Daneben ist es wichtig zu bemerken, dass in vielen REE-Lagerstätten oftmals mehr als ein REE-Mineral zum TREO-Gehalt einer Lagerstätte einen Beitrag leistet. In diesen Fällen müssen all diese Minerale separiert werden, um eine akzeptable REE-Gewinnung ("recovery") mitsamt einem entsprechend hohem Konzentratgehalt zu erzielen. Allerdings verhalten sich diese während der Verarbeitung oftmals nicht gleich. Dies verkompliziert sich weiter, wenn Beiprodukte ebenfalls extrahiert werden sollen (z.B. Nb, Ta und/oder Zr). Das ist der fundamentale Grund, warum eine einfache Mineralogie essentiell ist, denn wenn man das hat, ist es einfacher und kostengünstiger, das Erz zu separieren und es zu einem mineralischen Konzentrat zu veredeln.

Ein gutes Beispiel für eine Verkomplizierung des sog.
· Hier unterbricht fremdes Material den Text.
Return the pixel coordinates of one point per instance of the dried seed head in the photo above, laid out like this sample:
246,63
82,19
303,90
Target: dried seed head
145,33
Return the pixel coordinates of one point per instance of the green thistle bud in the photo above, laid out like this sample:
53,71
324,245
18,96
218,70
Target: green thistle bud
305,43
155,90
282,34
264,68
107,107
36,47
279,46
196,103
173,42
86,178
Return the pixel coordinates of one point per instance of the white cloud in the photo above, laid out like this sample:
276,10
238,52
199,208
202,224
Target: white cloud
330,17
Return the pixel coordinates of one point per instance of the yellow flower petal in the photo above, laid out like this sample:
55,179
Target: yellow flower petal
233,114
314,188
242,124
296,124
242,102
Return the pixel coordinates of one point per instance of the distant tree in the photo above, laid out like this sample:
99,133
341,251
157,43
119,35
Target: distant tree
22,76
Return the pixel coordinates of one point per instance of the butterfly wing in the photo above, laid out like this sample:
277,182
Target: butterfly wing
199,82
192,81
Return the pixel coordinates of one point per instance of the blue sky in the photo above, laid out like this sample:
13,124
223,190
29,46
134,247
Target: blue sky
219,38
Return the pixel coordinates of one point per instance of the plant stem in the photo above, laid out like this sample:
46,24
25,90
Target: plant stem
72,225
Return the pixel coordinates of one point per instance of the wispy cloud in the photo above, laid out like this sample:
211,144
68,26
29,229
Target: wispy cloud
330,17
Flow-Sheet (Verarbeitungsprozess) durch Nebenprodukte ist Quest Rare Minerals Ltd. und ihre jüngste Veröffentlichung einer PEA ("Preliminary Economic Assessment") vom 9. April 2014 über ihre B-Zone Lagerstätte, wobei die PEA nun die FS ("Feasibility Study"; Machbarkeitsstudie) vom 6. Dezember 2013 ersetzt hat. Ich denke, dass Quest erkannt hat, dass ihre Projektbeschreibung (Szenario) eine substantielle Überarbeitung von Nöten hat, damit das Projekt vorangebracht werden kann; d.h. die Herstellung eines mineralischen Konzentrats.

Obwohl die PEA selbst nur Design-Kriterien mit sehr wenig an tatsächlichen Testdaten aufzählt, so ist dennoch klar, dass Quest etwas an Fortschritten gemacht hat, indem ein mineralisches Konzentrat von etwa 2,5% mit angemessenen Gewinnungsraten hergestellt werden konnte (also ein Upgrade mit dem Faktor 2,5). Um dies zu erreichen musste jedoch der Flow-Sheet-Prozess dramatisch vereinfacht werden, indem zuvor berücksichtigte Nebenprodukte (Nb und Zr) nun als Abfall betrachtet werden, was wiederum vor Augen führt, wie Nebenprodukte - die andersartige Flow-Sheets als REE-Minerale benötigen - die Gesamtverarbeitung verkomplizieren können.

Es ist nicht einfach, einen Schritt zurück zu gehen, nachdem bereits so viel Aufwand in ein Flow-Sheet geflossen ist, jedoch beglückwünsche ich Quest für ihre Entscheidung, neu anzufangen, um eine Vereinfachung zu versuchen. Schlussendlich habe ich jedoch ein viel grösseres Interesse daran, in ein Unternehmen zu investieren, das eine einfache Mineralogie vorweisen kann, weil dies mit hoher Wahrscheinlichkeit auch eine einfache Mineralverarbeitung zum Ergebnis hat.